Stuck Debugging a Hardfault on a cortex M7

I am currently trying to debug a hardfault on a cortex M7 running freertos. I have been using your great blog post and webinar on this subject and I have learnt a lot from it, so thank you very much for that. Although it has been really helpful and allowed me to improve my processes, I have not been to progress much in finding the cause of my hardfault.

Context:
I have a monitoring system that has async I2C coms, it was running stable until I changed the optimization from none to ‘optimize for debugging’ and now it triggers a hardfault. There are a couple things I can do to stop the hardfault occurring like, carrying out the i2c transactions sequentially or putting a delay between the read_start and read_end calls. Also if I simplify the logic for sensor selection the hardfault takes a lot longer to occur.

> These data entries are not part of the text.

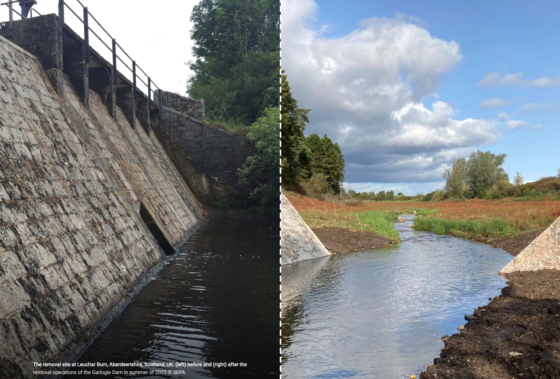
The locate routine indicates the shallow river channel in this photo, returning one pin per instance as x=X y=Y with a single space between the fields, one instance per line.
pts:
x=381 y=313
x=214 y=301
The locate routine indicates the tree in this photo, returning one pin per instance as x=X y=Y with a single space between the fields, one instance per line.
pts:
x=296 y=155
x=261 y=170
x=326 y=158
x=236 y=45
x=483 y=170
x=518 y=179
x=455 y=178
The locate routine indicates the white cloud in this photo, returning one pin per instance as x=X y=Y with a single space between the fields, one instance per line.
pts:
x=366 y=91
x=502 y=116
x=531 y=107
x=518 y=80
x=493 y=103
x=515 y=124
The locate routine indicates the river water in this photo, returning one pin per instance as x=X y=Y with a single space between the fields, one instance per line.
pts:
x=216 y=300
x=381 y=313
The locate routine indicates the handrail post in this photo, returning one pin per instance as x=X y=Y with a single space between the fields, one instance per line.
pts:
x=86 y=36
x=60 y=14
x=60 y=39
x=149 y=103
x=11 y=15
x=159 y=103
x=134 y=95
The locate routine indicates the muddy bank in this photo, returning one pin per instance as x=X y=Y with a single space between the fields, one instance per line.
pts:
x=517 y=335
x=340 y=240
x=515 y=244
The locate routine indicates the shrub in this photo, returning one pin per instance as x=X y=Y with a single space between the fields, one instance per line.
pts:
x=499 y=189
x=316 y=187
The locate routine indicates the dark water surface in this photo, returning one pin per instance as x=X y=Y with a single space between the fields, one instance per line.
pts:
x=381 y=313
x=216 y=300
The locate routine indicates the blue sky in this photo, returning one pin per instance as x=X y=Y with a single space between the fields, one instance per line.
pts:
x=493 y=62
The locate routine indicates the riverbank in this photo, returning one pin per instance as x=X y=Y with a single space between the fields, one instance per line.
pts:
x=516 y=335
x=340 y=240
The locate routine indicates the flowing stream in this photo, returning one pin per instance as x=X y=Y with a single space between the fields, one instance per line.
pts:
x=214 y=301
x=381 y=313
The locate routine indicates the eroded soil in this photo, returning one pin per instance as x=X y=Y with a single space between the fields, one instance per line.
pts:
x=340 y=240
x=517 y=335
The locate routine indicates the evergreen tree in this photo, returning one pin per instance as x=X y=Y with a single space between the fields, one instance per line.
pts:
x=236 y=45
x=261 y=170
x=295 y=153
x=326 y=158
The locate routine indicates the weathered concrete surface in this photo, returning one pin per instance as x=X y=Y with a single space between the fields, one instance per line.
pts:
x=299 y=243
x=207 y=157
x=72 y=244
x=541 y=254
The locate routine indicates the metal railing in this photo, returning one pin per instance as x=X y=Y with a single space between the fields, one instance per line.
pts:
x=10 y=5
x=114 y=49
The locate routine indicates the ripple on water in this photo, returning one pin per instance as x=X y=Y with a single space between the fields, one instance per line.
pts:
x=215 y=301
x=381 y=313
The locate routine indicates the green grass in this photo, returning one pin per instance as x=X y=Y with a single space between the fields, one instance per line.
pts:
x=372 y=221
x=491 y=228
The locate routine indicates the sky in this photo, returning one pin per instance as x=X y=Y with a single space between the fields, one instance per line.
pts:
x=156 y=36
x=407 y=86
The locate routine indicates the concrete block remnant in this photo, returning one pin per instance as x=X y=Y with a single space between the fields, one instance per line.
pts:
x=541 y=254
x=72 y=183
x=298 y=242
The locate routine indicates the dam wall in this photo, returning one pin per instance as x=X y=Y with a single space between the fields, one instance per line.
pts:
x=541 y=254
x=299 y=243
x=206 y=156
x=89 y=200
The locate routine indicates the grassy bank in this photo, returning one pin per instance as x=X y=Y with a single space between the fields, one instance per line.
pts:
x=475 y=219
x=380 y=222
x=492 y=228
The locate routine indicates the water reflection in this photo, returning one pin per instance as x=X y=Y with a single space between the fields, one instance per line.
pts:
x=214 y=301
x=381 y=313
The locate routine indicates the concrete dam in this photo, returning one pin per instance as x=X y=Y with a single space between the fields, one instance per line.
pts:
x=90 y=200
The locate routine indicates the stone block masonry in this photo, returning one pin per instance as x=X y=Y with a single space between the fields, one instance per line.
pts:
x=299 y=243
x=72 y=244
x=541 y=254
x=207 y=157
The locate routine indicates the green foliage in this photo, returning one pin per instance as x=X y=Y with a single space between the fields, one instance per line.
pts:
x=500 y=189
x=236 y=45
x=381 y=222
x=483 y=170
x=317 y=186
x=456 y=178
x=491 y=228
x=222 y=201
x=261 y=170
x=326 y=159
x=296 y=155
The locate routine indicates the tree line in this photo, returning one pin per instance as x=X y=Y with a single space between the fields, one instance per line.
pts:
x=236 y=71
x=312 y=165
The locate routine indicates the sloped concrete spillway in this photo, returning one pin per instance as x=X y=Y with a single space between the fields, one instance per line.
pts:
x=72 y=243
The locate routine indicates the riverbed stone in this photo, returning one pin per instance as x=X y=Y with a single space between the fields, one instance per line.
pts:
x=298 y=242
x=541 y=254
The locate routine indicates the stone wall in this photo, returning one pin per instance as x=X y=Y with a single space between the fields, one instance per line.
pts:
x=181 y=104
x=72 y=244
x=299 y=243
x=541 y=254
x=206 y=156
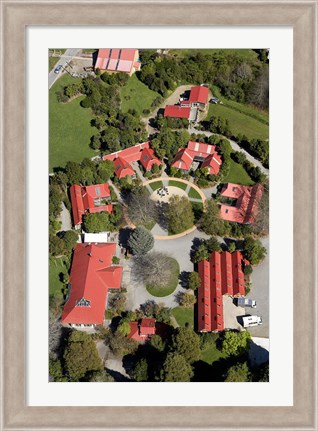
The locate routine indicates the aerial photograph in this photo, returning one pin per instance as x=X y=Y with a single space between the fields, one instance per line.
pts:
x=158 y=223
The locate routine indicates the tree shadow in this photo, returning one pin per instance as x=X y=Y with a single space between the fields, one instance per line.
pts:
x=184 y=279
x=123 y=236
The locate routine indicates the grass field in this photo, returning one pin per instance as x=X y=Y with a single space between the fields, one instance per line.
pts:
x=69 y=128
x=194 y=194
x=238 y=175
x=178 y=184
x=56 y=266
x=136 y=95
x=240 y=123
x=156 y=185
x=242 y=53
x=171 y=286
x=183 y=316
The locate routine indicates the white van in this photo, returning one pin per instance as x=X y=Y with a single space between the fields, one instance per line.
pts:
x=249 y=320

When I was using the debugger I found that putting breakpoints in certain places or stepping through the code in certain ways would cause the hardfault not to be triggered at the expected point and would push it back to occur later if the program was left to run freely.

When using the methods described in the blog post and webinar I found that the state of the fault registers and the back trace are not consistent each time I trigger the fault and the back trace contains functions that should not be present.

Questions:
Basically because of these inconsistencies and that I’m not very experienced with debugging programs at such a low level I am not sure how to proceed from here. I’m wondering is there anything that can be deduced from the behaviour I seen so far that may help me in progressing or are there any other methods I can try out?

Thanks for providing this platform and the great content.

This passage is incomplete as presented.